Unfortunately, the french fries that accompany this and other entrees were consistently tired, hard, old and tasteless. So were the iceberg lettuce salads.
The stuffed fish dishes and seafood casseroles were simply not as fresh, nor as generous, as they should have been for prices ranging from $9.95 upward.
The most reliable seafood dish is the baked, stuffed lobster tail, a plump, steaming and succulent dish with a crabmeat stuffing that is very popular. But the price is high: $15.95.
Surprisingly, the best buys at the Bay 'n' Surf are the beef dishes, particularly the outstanding prime rib. The price is right: $8.95 for a "queen" cut and $12.95 for a "king." Both sizes are too large to eat at one sitting, thus lending themselves to a doggy bag lunch the next day. The quality of the beef it excellent, the cooking is as desired and the price is comparable to any quality beef house in the Washington area.
Desserts are extra and undistinquished: several cakes that were not particularly fresh and ice cream.
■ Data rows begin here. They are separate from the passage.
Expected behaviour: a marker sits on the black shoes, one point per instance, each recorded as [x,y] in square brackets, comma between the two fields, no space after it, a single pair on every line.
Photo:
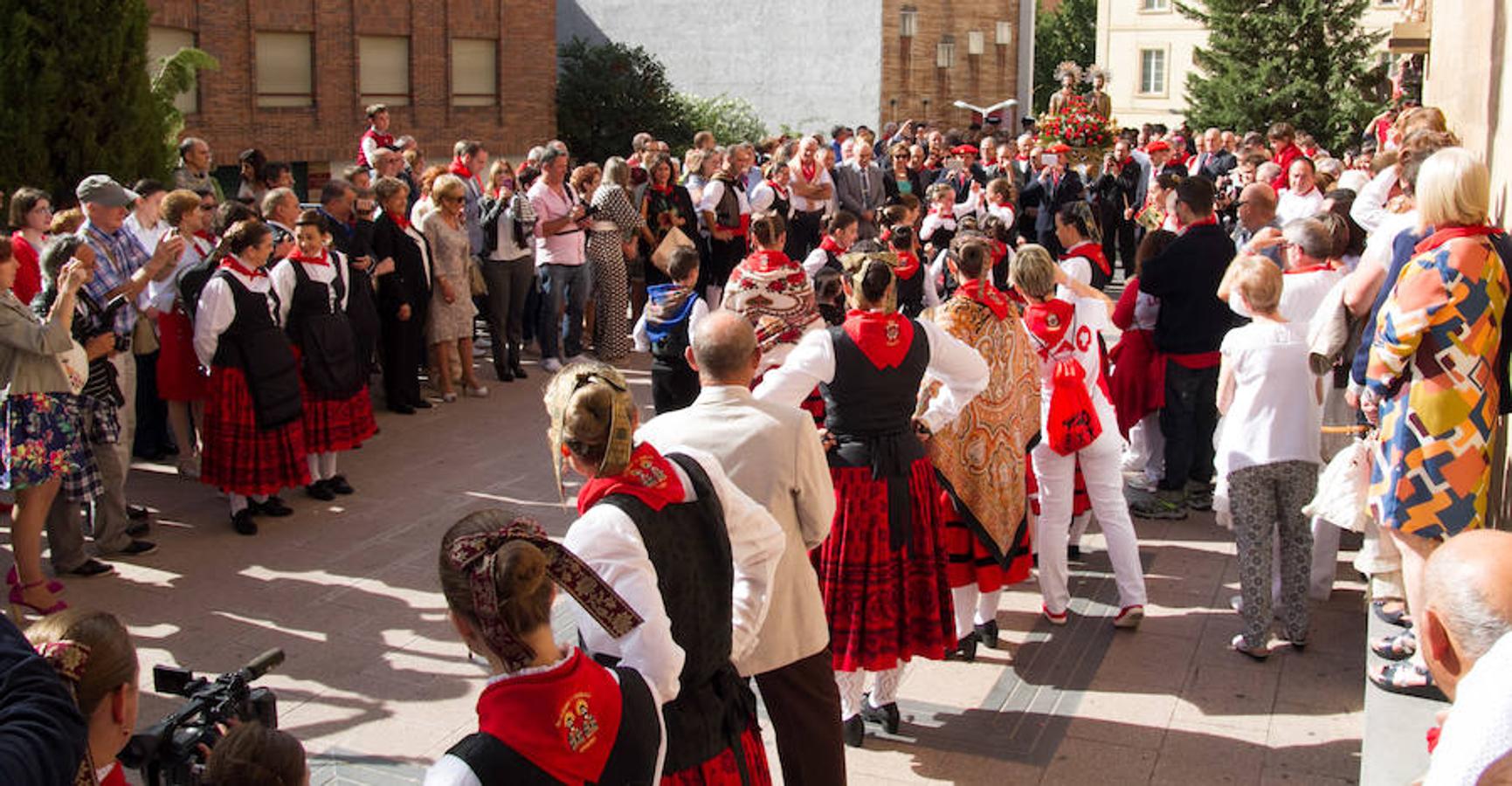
[887,715]
[854,730]
[988,632]
[273,507]
[242,521]
[321,490]
[965,649]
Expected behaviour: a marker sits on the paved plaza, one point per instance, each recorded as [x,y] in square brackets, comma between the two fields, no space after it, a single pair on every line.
[376,685]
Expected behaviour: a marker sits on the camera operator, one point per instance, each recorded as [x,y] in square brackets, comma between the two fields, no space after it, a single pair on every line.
[41,734]
[93,653]
[100,401]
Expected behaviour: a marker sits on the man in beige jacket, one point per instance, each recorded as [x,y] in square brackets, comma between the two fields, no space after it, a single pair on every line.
[775,455]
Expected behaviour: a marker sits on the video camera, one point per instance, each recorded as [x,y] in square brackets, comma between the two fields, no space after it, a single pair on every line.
[169,753]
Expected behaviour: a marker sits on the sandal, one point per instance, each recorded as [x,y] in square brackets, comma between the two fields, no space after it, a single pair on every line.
[1408,679]
[1391,617]
[1396,647]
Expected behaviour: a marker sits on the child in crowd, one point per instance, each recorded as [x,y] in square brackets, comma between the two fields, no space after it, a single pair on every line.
[664,330]
[1267,451]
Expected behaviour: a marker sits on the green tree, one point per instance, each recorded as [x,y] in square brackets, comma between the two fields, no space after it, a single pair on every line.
[1307,62]
[608,93]
[74,95]
[1067,33]
[730,120]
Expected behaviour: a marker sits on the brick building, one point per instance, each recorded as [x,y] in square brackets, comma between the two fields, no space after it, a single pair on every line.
[295,74]
[936,53]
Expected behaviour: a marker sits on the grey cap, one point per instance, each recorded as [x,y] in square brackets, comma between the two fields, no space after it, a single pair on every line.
[103,190]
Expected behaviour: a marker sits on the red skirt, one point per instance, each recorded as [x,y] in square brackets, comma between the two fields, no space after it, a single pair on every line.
[723,769]
[179,376]
[885,606]
[1137,386]
[333,425]
[971,562]
[238,455]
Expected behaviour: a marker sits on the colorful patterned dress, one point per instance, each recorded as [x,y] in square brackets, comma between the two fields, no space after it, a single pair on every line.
[1433,364]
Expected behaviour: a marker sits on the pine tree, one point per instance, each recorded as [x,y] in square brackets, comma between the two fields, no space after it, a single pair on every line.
[1307,62]
[1067,33]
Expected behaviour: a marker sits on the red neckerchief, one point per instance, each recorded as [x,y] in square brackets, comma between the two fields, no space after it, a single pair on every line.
[767,260]
[908,265]
[578,713]
[1449,233]
[984,292]
[1210,221]
[883,337]
[322,259]
[1050,321]
[649,478]
[1092,252]
[231,264]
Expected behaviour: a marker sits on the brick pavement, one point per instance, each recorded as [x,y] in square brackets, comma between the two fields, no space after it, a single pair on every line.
[376,685]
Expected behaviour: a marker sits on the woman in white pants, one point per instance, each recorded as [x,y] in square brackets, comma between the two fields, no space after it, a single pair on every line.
[1065,334]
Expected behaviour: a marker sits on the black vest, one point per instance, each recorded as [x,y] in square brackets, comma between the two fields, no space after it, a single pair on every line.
[632,761]
[254,345]
[324,334]
[690,549]
[870,411]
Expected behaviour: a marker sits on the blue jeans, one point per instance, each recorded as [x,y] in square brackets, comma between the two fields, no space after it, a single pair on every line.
[564,287]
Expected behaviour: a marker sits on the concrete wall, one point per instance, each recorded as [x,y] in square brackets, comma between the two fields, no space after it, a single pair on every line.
[806,74]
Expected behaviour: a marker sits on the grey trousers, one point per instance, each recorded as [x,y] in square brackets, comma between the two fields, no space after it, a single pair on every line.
[1267,508]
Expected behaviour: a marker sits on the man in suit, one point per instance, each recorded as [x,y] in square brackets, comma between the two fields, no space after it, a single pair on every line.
[1054,188]
[775,455]
[860,190]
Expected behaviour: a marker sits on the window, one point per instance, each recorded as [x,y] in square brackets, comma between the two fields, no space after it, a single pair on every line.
[163,43]
[475,72]
[383,70]
[1152,72]
[283,70]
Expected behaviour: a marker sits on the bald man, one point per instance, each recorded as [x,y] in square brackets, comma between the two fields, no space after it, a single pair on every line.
[1257,210]
[773,454]
[1467,641]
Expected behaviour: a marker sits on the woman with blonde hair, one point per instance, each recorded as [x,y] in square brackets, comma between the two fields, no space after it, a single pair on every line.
[882,570]
[651,525]
[611,242]
[1429,386]
[452,310]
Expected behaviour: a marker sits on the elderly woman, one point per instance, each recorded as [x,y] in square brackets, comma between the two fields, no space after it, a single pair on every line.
[452,310]
[404,297]
[611,239]
[41,440]
[1431,387]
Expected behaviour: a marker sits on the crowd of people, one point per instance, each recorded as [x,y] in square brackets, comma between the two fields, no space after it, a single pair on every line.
[883,395]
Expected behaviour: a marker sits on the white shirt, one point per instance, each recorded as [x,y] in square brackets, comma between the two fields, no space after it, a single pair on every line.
[821,177]
[1479,727]
[218,308]
[1275,415]
[773,454]
[643,343]
[953,362]
[285,280]
[608,541]
[1293,206]
[1302,293]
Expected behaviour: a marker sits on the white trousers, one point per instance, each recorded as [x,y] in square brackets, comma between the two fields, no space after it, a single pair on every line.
[1100,469]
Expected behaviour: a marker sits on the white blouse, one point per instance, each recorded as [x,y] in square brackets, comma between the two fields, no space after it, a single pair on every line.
[608,541]
[955,363]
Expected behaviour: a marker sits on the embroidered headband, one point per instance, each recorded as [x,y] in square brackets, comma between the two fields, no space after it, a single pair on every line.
[475,555]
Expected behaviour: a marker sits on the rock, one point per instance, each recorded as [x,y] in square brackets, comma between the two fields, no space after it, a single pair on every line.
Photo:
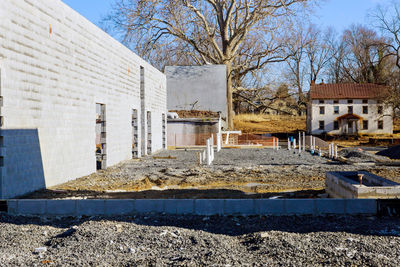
[40,250]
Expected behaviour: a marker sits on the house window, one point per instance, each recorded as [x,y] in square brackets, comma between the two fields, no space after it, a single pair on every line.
[365,125]
[380,125]
[336,110]
[350,109]
[321,125]
[335,125]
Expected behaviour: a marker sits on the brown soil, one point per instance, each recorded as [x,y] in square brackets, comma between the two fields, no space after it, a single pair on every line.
[196,113]
[236,173]
[261,124]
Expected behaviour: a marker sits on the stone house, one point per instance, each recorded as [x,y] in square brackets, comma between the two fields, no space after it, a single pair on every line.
[73,99]
[348,109]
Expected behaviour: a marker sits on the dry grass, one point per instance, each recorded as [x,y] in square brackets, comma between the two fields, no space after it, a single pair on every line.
[260,123]
[396,125]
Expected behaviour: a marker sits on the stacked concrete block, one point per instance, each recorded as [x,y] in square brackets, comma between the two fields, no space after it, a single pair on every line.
[55,66]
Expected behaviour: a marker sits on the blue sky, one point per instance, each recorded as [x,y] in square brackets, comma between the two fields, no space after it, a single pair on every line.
[336,13]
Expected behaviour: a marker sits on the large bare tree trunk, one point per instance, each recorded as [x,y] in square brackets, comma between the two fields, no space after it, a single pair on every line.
[229,99]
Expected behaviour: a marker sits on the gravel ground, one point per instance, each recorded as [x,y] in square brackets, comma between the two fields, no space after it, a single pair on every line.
[162,240]
[235,173]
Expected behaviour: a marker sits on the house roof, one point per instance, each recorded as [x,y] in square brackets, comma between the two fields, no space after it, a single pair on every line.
[348,91]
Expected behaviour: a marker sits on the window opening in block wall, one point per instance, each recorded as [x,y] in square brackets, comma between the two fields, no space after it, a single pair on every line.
[164,131]
[142,113]
[135,134]
[148,133]
[101,144]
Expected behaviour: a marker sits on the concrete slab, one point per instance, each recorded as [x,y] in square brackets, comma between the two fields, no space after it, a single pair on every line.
[61,207]
[209,206]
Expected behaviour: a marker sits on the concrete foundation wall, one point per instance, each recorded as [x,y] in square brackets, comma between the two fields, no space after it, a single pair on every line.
[197,87]
[55,66]
[276,207]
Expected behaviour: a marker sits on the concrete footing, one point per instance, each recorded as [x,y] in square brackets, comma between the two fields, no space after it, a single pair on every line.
[109,207]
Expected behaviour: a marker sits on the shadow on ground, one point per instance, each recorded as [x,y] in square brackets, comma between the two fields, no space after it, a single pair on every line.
[228,225]
[171,194]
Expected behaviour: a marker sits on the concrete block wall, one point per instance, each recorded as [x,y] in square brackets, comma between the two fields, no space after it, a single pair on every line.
[275,207]
[55,66]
Bay 'n' Surf has a charming special menu for children: Each child is handed a little story book, with the menu written inside the cover. The book can them be read for diversion while waiting for dinner. Children's meals, though, are high in price in relation to quantify. For $4.50, there is a choice of one crab cake or beef or three fried shrimp plus the tired french fries, but no salad or dessert.
We found the service to be warm and striving to please. And the good quality of the beef and of some of the seafood dishes and the pretty way in which handsome pewter platters and good linen enhance the setting suggest that someone cares about quality dining at Bay 'n' Surf. Similar attention to the overall quality of ingredients could anchor a restaurant that otherwise is adrift in a sea of unfulfilled promise.